The backdoor cold front has passed and now strong, post-frontal full fetch north/northeast winds have taken hold and are sweeping off Lake Michigan over Chicago’s shoreline.

Little wonder the winds are strong–with gusts from 30 to 40 mph being reported up and down the western Lake Michigan shoreline. Gusts have reached 32 mph at the Harrison-Dever Crib 3 miles off the north Chicago lakeshore, but have reached 41 mph up the lake in Sheboygan. These winds are sweeping into the area beneath the southern flank of, by late-spring standards, an impressive 1037 mb (30.62″) Canadian high pressure centered over Canada’s Ontario province. That a very respectable high pressure for this time of year.

Lake Michigan’s surface has been churned by the strong post cold frontal winds

It’s been interesting watch the impact on Lake Michigan Wednesday morning–the change in the lake state has been quite dramatic in the opening hours of the day.

The initially quiet lake surface at an just past daybreak Wednesday has been replaced by well developed southbound waves sweeping onto Chicago beaches with whitecaps. Video from the Edgewater shoreline.

A broken deck of low, post frontal stratus clouds with evidence of Canadian smoke is now sweeping southward along and over the Chicago shoreline hiding the sun on occasion.

What’s ahead Wednesday

The stage is set for a cool, windy day with temps far lower than Tuesday’s July level 80s–in fact anywhere from 20 to 30-deg cooler–the equivalent of moving from a July-level temp regime back to late April temp levels. Daytime temps Wednesday will retreat to the 60s inland and fall back to the 50s along the Lake Michigan shoreline.

Were this swimming season or a weekend with southern Lake Michigan populated by mariners, concerns over the rip-currents and growing wave heights would be front and center in the wind whipped Lake Michigan waters.

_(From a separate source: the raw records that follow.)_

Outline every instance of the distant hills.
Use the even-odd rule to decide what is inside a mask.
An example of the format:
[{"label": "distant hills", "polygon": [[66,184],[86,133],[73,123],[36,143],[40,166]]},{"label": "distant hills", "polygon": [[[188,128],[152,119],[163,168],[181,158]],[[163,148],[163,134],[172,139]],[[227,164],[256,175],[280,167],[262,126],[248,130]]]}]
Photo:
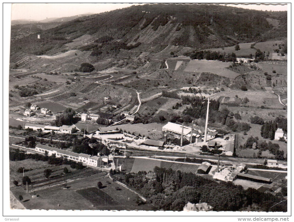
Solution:
[{"label": "distant hills", "polygon": [[[65,20],[72,17],[32,24],[36,26],[34,31],[31,24],[13,26],[14,35],[22,30],[22,26],[27,28],[23,37],[13,38],[12,35],[11,59],[19,59],[19,53],[50,55],[70,50],[89,51],[80,53],[75,59],[81,61],[115,58],[122,52],[128,57],[166,49],[164,53],[169,54],[174,50],[169,51],[169,48],[178,48],[180,55],[190,50],[282,40],[287,35],[287,12],[211,4],[146,4],[77,16],[68,21]],[[37,34],[40,33],[41,39],[37,39]],[[184,50],[180,51],[179,47]]]},{"label": "distant hills", "polygon": [[62,17],[61,18],[50,18],[42,20],[34,20],[29,19],[19,19],[12,20],[11,21],[11,25],[24,25],[27,24],[33,24],[35,23],[44,23],[50,22],[65,22],[76,19],[83,16],[88,16],[94,15],[94,13],[86,13],[84,14],[78,15],[68,17]]}]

I’m posting a series of wave height forecast panels which you can cycle through and watch what amounts to a model forecast of how wave heights will continue building as the full fetch “NNE” winds run the 280 mile length of Lake Michigan–allowing plenty of time for energy transfer from the wind to the lake surface building waves into a 6 to 9 ft. range along the Chicago shoreline and offshore waters. A SMALL CRAFT ADVISORY IS IN EFFECT through 7am CDT Thursday.